L’ancien ministre de la défense, Li Shangfu, a été démis de ses fonctions en octobre 2023, deux mois après avoir disparu de la scène publique. Il a été exclu du Parti en juin 2024 et a été accusé d’avoir accepté des pots-de-vin massifs et d’avoir « gravement pollué » le secteur de l’équipement militaire et les entreprises.
Le général He Weidong, troisième commandant de l’Armée populaire de libération (APL) de la Chine communiste, a également disparu de la scène publique depuis deux mois – le régime n’a jamais commenté les rumeurs concernant l’arrestation présumée de M. He. Au moment de la rédaction de cet article, aucun rapport sur M. He n’a été trouvé sur le site web du ministère de la défense.
Certains des cadres militaires remplacés pourraient être impliqués dans des affaires de corruption, a estimé Wang He, commentateur des affaires chinoises et collaborateur pour Epoch Times.

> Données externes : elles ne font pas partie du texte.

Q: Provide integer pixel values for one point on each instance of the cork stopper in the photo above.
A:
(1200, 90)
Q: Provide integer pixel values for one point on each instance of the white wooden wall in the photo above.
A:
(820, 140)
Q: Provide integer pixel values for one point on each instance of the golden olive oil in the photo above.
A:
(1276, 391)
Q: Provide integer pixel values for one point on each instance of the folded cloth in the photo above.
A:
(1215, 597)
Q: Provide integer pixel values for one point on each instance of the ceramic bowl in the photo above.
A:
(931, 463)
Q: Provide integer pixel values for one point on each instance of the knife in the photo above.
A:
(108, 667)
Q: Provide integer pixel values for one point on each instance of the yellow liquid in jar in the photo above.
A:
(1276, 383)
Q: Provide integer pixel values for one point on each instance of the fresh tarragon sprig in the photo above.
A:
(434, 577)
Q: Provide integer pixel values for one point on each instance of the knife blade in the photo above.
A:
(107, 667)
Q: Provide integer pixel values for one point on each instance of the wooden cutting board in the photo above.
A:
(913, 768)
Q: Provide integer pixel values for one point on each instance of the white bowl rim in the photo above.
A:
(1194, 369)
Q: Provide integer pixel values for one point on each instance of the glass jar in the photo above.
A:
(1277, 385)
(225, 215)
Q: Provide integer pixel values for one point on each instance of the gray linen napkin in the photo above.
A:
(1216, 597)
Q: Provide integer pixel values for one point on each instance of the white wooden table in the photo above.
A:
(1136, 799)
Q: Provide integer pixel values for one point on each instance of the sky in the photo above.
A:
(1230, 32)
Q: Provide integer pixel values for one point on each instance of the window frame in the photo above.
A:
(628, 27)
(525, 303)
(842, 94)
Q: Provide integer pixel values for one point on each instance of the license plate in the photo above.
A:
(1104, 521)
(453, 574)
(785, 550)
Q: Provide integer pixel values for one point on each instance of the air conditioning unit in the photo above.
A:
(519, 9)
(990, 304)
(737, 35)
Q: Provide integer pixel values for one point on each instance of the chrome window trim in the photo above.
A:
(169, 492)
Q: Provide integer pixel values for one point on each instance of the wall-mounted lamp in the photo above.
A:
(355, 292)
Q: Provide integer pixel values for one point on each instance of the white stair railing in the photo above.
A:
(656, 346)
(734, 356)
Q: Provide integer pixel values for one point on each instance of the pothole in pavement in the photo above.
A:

Depuis l’arrivée au pouvoir de Xi Jinping, les ingénieurs et les scientifiques issus du secteur militaro-industriel chinois ont été de plus en plus promus. Les nouveaux technocrates de l’industrie militaire « ne sont pas propres », a souligné M. Wang à Epoch Times.
« Le système est gravement corrompu et ces personnes ont également fait preuve d’arrogance politique, ce qui leur a valu d’être prises pour cible. »
« C’est un signe de l’intensification des luttes intestines au sein du PCC. »
Selon M. Shen, le remplacement des technocrates du secteur militaro-industriel pourrait s’inscrire dans le prolongement des enquêtes sur la corruption menées ces dernières années, mais il s’agit également d’un signe de l’affaiblissement du pouvoir de Xi jinping.
« Comme Xi Jinping est en train de perdre le pouvoir, ceux qu’il a promus peuvent être remplacés si des preuves de corruption ou d’autres infractions sont apportées », et ils ont probablement été ciblés afin d’être démis de leurs fonctions avant la quatrième session plénière et le 21e congrès, a-t-il poursuivi.
L’un des anciens cadres militaires, l’ancien président et secrétaire du Parti de l’Aviation Industry Corporation of China (AVIC), Tan Ruisong, a été arrêté en février pour corruption.
Cao Jianguo, qui a été discrètement démis de ses fonctions de président et de secrétaire du Parti de l’Aero Engine Corporation of China (AECC), a été vu en public pour la dernière fois en septembre 2024. Les raisons de son remplacement ne sont pas connues. Le régime n’a pas non plus fourni d’explications sur le remplacement de Zhang Zhongyang, ancien PDG de CASC, ou de Wen Gang, ancien président et secrétaire du Parti de la China State Shipbuilding Corporation (CSSC).
M. Shen estime qu’en raison de l’opacité des enquêtes du PCC, il est probable que des personnes soient accusées à tort.
Si c’est le cas, « il y aura probablement une résistance accrue, ce qui créera une pression sur M. Xi. Et d’autres factions pourraient s’unir pour forcer M. Xi à démissionner », a-t-il ajouté.
Pour M. Wang, la corruption omniprésente dans le complexe militaro-industriel pourrait également être utilisée par les détracteurs de M. Xi comme preuve de l’échec du leader du PCC. Il a également indiqué que le régime pourrait dissimuler les enquêtes compte tenu de l’ampleur de la corruption.
« Si l’étendue réelle de la corruption était révélée, ce serait trop choquant et le moral de l’armée chinoise en souffrirait gravement », a-t-il conclu.
Yi Ru a contribué à la rédaction de cet article.
Les opinions exprimées dans cet article sont celles de l’auteur et ne reflètent pas nécessairement celles d’Epoch Times.